Planned summary for the Alignment Newsletter:

This post summarizes several AI takeover scenarios that have been proposed, and categorizes them according to three main variables. **Speed** refers to the question of whether there is a sudden jump in AI capabilities. **Uni/multipolarity** asks whether a single AI system takes over, or many. **Alignment** asks what goals the AI systems pursue, and if they are misaligned, further asks whether they are outer or inner misaligned. They also analyze other properties of the scenarios, such as how agentic, general and/or homogenous the AI systems are, and whether AI systems coordinate with each other or not. A [followup post](https://www.alignmentforum.org/posts/zkF9PNSyDKusoyLkP/investigating-ai-takeover-scenarios) investigates social, economic, and technological characteristics of these scenarios. It also generates new scenarios by varying some of these factors.
Since these posts are themselves summaries and comparisons of previously proposed scenarios that we’ve covered in this newsletter, I won’t summarize them here, but I do recommend them for an overview of AI takeover scenarios.

Nitpick:

elaborated further by Joe Carlsmith

I view that analysis as applying to all of the scenarios you outline, not just WFLL 2. (Though it's arguable whether it applies to the multipolar ones.)

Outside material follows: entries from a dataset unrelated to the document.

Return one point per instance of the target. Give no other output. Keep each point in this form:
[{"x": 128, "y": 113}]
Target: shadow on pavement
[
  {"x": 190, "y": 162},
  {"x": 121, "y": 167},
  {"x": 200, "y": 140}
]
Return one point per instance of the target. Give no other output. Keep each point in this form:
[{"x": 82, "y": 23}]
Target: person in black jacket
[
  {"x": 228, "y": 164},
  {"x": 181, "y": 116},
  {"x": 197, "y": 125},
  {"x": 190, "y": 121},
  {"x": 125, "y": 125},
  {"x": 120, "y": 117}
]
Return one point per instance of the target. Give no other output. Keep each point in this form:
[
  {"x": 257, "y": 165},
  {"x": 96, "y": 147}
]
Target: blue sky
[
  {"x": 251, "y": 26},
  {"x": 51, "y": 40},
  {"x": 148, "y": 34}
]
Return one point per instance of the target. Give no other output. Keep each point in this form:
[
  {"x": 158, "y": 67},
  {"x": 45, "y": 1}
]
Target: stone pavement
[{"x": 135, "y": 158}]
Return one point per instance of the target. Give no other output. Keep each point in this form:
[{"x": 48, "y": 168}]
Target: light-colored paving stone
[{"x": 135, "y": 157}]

I think this is the intent of the report, not just my interpretation of it, since it is aiming to estimate the probability of x-catastrophe via misalignment.

On reflection, I think you're right, and his report does apply to a wider range of scenarios, probably all of the ones we discuss excluding the brain-in-a-box scenarios.

However, I think the report's understanding of power-seeking AI does assume a takeoff that is not extremely fast, such that we end up deliberately deciding to deploy the potentially dangerous AI on a large scale, rather than a system exploding in capability almost immediately.

Given the assumptions of the brain-in-a-box scenario many of the corrective mechanisms the report discusses wouldn't have time to come into play.

I believe it says in the report that it's not focussed on very fast takeoff or the sudden emergence of very capable systems.

Perhaps because of the emphasis on the previous literature, some people, in my experience, assume that existential risk from PS-misaligned AI requires some combination of (1)-(5). I disagree with this. I think (1)-(5) can make an important difference (see discussion of a few considerations below), but that serious risks can arise without them, too; and I won’t, in what follows, assume any of them.

Similarly, you're right that multiagent risks don't quite fit in with the reports discussion (though in this post we discuss multipolar scenarios but don't really go over multiagent dynamics, like conflict/cooperation between TAIs). Unique multiagent risks (for example risks of conflict between AIs) generally require us to first have an outcome with a lot of misaligned AIs embedded in society, and then further problems will develop after that - this is something we plan to discuss in a follow-up post.

So many of the early steps in scenarios like AAFS will be shared with risks from multiagent systems, but eventually there will be differences.

"I won't assume any of them" is distinct from "I will assume the negations of them".

I'm fairly confident the analysis is also meant to apply to situations in which things like (1)-(5) do hold.

(Certainly I personally am willing to apply the analysis to situations in which (1)-(5) hold.)

Rohin is correct. In general, I meant for the report's analysis to apply to basically all of these situations (e.g., both inner and outer-misaligned, both multi-polar and unipolar, both fast take-off and slow take-off), provided that the misaligned AI systems in question ultimately end up power-seeking, and that this power-seeking leads to existential catastrophe.

It's true, though, that some of my discussion was specifically meant to address the idea that absent a brain-in-a-box-like scenario, we're fine. Hence the interest in e.g. deployment decisions, warning shots, and corrective mechanisms.